Aqui no Brasil, por exemplo, é comum afirmar que os jogos são permitidos na maioria dos Estados norte-americanos e até em países árabes mais abertos, como Egito e Turquia. Nos Estados Unidos, conta como “jogo” loteria pública e bingo de igreja e isso sim é liberado na maioria dos Estados. Cassinos e bingos com máquinas são liberados numa minoria. A situação é muito parecida no Egito e na Turquia. Aliás, até aqui no Brasil. Tem loteria, bingo de igreja e até bingo em Festa Junina.

“Mas ninguém vai obrigar a jogar, joga quem quer”, ouço por aí. Negacionista científico gosta de se meter em tudo quanto é assunto. Jogo vicia e as máquinas de cassino são feitas para potencializar esse poder (leia a pesquisa na Scientific American). Jogo legalizado aumenta o número de viciados em jogo porque há maior exposição a ele. Até 1989, o Iowa tinha 1,7% de adultos viciados em jogo. Depois da legalização, o número aumentou para 5,4%. O fato é repetido em diversos outros Estados norte-americanos.
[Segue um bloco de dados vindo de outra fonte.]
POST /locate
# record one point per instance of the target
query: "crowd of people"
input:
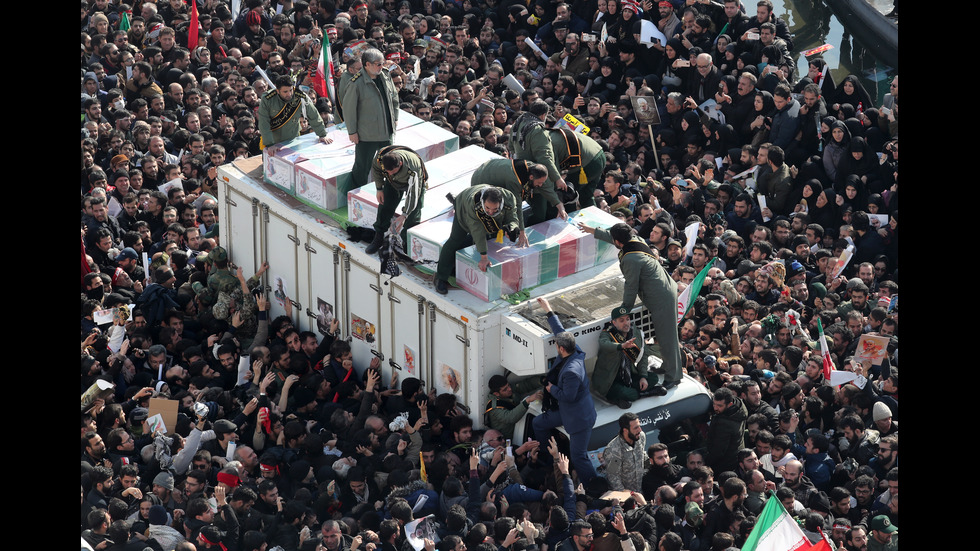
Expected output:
(278, 441)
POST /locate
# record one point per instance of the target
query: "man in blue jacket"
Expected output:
(569, 385)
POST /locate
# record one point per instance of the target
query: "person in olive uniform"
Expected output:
(526, 180)
(370, 106)
(646, 277)
(279, 114)
(398, 171)
(482, 212)
(620, 343)
(557, 150)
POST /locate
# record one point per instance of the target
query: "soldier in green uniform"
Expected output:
(353, 68)
(501, 412)
(645, 277)
(482, 212)
(622, 344)
(279, 114)
(370, 105)
(221, 278)
(557, 150)
(398, 171)
(526, 180)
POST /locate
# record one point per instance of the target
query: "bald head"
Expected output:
(492, 437)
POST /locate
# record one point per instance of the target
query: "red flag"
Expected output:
(828, 364)
(194, 29)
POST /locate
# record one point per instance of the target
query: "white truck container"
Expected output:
(455, 342)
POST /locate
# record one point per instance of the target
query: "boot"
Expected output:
(375, 244)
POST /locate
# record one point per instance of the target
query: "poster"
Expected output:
(362, 329)
(411, 357)
(872, 347)
(324, 316)
(449, 379)
(645, 109)
(845, 257)
(420, 530)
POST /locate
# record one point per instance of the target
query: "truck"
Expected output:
(453, 342)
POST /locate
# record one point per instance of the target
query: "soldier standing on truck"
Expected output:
(646, 278)
(371, 114)
(482, 212)
(279, 112)
(526, 180)
(398, 171)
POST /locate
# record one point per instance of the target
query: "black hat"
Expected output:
(224, 426)
(619, 312)
(497, 382)
(621, 232)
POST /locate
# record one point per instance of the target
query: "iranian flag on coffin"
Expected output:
(576, 249)
(775, 530)
(511, 269)
(598, 218)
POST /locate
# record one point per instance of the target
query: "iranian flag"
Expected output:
(828, 364)
(775, 530)
(690, 294)
(323, 80)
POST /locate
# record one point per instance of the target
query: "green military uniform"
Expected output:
(605, 378)
(646, 278)
(472, 226)
(411, 178)
(342, 83)
(514, 177)
(584, 162)
(371, 112)
(279, 120)
(503, 414)
(559, 150)
(219, 281)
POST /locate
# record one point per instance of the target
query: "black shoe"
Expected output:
(375, 244)
(442, 287)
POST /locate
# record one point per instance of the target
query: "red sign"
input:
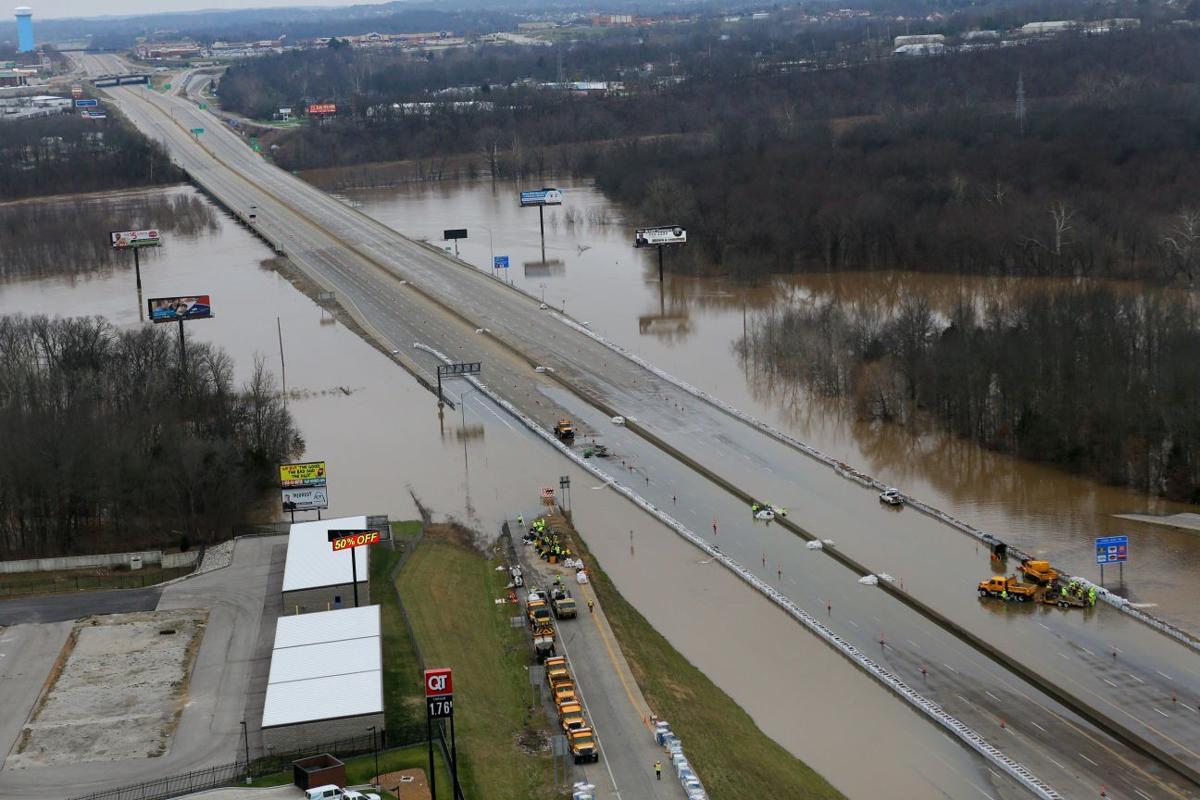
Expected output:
(345, 540)
(438, 683)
É possível argumentar que, ainda assim, os viciados são uma minoria. Ocorre que os cassinos vivem do vício. Nos Estados Unidos estima-se que 4% da população adulta seja viciada em jogo e calcula-se que eles são a fonte de mais de 50% da renda dos cassinos. Outro problema empurrar para a criminalidade os viciados em jogo desesperados por pagar dívidas. Estima-se que ocorra com mais da metade deles. No Reino Unido, apenas 5% dos jogadores viciados procura ajuda e só 1% são realmente tratados.

Fala-se da legalização dos jogos como se ela fosse uma injeção vibrante de investimentos privados na economia do país, bastando para isso uma canetada. Não te contam a parte que vai sair do seu bolso para viabilizar esses investimentos. Além dos gastos de saúde pública e com famílias desestruturadas, há um investimento gigantesco necessário para controle de lavagem de dinheiro, fiscalização, administração de passivos judiciais e criminais e impacto em pequenos negócios locais.

Quanto custaria isso? O Estado da Flórida fez a soma em 1994 para decidir se era ou não interessante a legalização dos cassinos no Estado. Concluiu-se que apenas com encarceramento e supervisão de jogadores patológicos com reincidência criminal seriam gastos US$ 6,08 bilhões dos contribuintes, mais do que todo o faturamento dos cassinos juntos. E isso sem contar os custos dos processos judiciais, inquéritos policiais e necessidade de intervenção social nesses casos nem os custos de controle e processos por lavagem de dinheiro, evasão de divisas e sonegação fiscal.

Gastos em cassinos competem com toda atividade econômica local e pessoas da localidade acabam gastando por ano em jogo o que gastariam comprando eletrodomésticos ou carros. Estima-se que, a cada dólar gerado por um cassino, o Estado gaste outros três com os impactos sociais da atividade. As taxas de falência nas cidades onde há cassinos são 18% maiores. O vício em jogo cresce 10% num raio de 100 quilômetros de onde há um cassino. Nem preciso entrar na destruição familiar e no drama humano, só pergunto quem paga essa conta. É o dono do cassino?

Na discussão sobre jogos de azar sempre vemos os exemplos bem sucedidos de Las Vegas, Mônaco, Veneza, Punta del Leste. É algo que pode dar certo em localidades onde não há um ambiente de violência, criminalidade organizada, corrupção governamental, pobreza e problemas sociais. Talvez no país do presidente da Câmara, Arthur Lira, seja assim. Teme que o Brasil padeça de tédio, então providencia emoção.